With this example in mind, we can better understand the reason for splitting messages into Commands and Events: When a user wants to make the system do something, we represent their request as a Command. That command should modify a single Aggregate and either succeed or fail in totality. Any other book keeping, clean up, and notification we need to do can happen via an Event. We don’t require the event handlers to succeed in order for the command to be successful.

Let’s take another example to see why not.

Imagine we are building an e-commerce website that sells expensive luxury goods. Our marketing department wants to reward customers for repeat visits. We will flag customers as VIPs once they make their third purchase, and this will entitle them to priority treatment and special offers. Our acceptance criteria for this story read as follows:

Given a customer with two orders in their history,
When the customer places a third order,
Then they should be flagged as a VIP.

When a customer first becomes a VIP
Then we should send them an email to congratulate them

Using the techniques we’ve already discussed in this book, we decide that we want to build a new History aggregate that records orders and can raise domain events when rules are met. We will structure the code like this:

VIP Customer (example code for a different project)

class History(Aggregate):

    def __init__(self, customer_id: int):
        self.orders = set() # Set[HistoryEntry]
        self.customer_id = customer_id

    def record_order(self, order_id: str, order_amount: int): 1
        entry = HistoryEntry(order_id, order_amount)

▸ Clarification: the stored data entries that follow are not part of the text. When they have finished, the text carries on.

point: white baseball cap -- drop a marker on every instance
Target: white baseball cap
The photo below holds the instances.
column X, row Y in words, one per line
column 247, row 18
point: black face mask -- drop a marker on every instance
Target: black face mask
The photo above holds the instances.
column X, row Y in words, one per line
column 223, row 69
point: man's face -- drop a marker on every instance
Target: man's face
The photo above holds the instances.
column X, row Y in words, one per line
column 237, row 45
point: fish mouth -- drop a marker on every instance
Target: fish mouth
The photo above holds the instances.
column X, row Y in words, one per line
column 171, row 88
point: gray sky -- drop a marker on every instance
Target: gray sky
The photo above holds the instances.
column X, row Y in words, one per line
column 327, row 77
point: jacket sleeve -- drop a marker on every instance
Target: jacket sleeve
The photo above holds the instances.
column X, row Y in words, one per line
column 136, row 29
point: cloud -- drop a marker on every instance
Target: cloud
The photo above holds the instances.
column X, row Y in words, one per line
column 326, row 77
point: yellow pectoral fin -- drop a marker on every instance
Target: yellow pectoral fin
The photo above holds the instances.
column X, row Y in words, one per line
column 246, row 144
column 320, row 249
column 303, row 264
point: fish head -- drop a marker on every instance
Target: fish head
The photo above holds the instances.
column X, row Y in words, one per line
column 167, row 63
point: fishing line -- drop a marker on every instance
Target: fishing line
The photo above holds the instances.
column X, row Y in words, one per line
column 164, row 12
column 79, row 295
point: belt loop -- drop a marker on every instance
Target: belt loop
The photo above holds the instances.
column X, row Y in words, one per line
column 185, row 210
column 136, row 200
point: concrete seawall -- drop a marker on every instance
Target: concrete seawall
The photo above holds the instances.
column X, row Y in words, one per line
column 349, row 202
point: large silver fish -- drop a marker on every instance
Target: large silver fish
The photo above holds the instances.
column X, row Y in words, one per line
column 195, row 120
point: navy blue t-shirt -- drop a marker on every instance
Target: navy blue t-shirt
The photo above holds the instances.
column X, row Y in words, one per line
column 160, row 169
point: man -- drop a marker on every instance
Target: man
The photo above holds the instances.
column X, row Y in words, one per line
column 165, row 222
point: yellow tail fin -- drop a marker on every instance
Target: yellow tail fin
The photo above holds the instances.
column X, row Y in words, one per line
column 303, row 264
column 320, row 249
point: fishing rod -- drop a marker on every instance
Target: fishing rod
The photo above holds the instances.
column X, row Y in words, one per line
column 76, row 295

        if entry in self.orders:
            return

        self.orders.add(entry)

        if len(self.orders) == 3:
            self.events.append(
                CustomerBecameVIP(self.customer_id)
            )


def create_order_from_basket(uow, cmd: CreateOrder): 2
    with uow:
        order = Order.from_basket(cmd.customer_id, cmd.basket_items)
        uow.orders.add(order)
        uow.commit() # raises OrderCreated


def update_customer_history(uow, event: OrderCreated): 3
    with uow:
        history = uow.order_history.get(event.customer_id)
        history.record_order(event.order_id, event.order_amount)
        uow.commit() # raises CustomerBecameVIP


def congratulate_vip_customer(uow, event: CustomerBecameVip): 4
    with uow:
        customer = uow.customers.get(event.customer_id)
        email.send(
            customer.email_address,
            f'Congratulations {customer.first_name}!'
        )
1

The History aggregate captures the rules for when a customer becomes a VIP. This puts us in a good place to handle changes when the rules become more cmnplex in the future.

2

Our first handler creates an order for the customer and raises a domain event OrderCreated.

3

Our second handler updates the History object to record that an order was created.

4

Finally we send an email to the customer when they become a VIP.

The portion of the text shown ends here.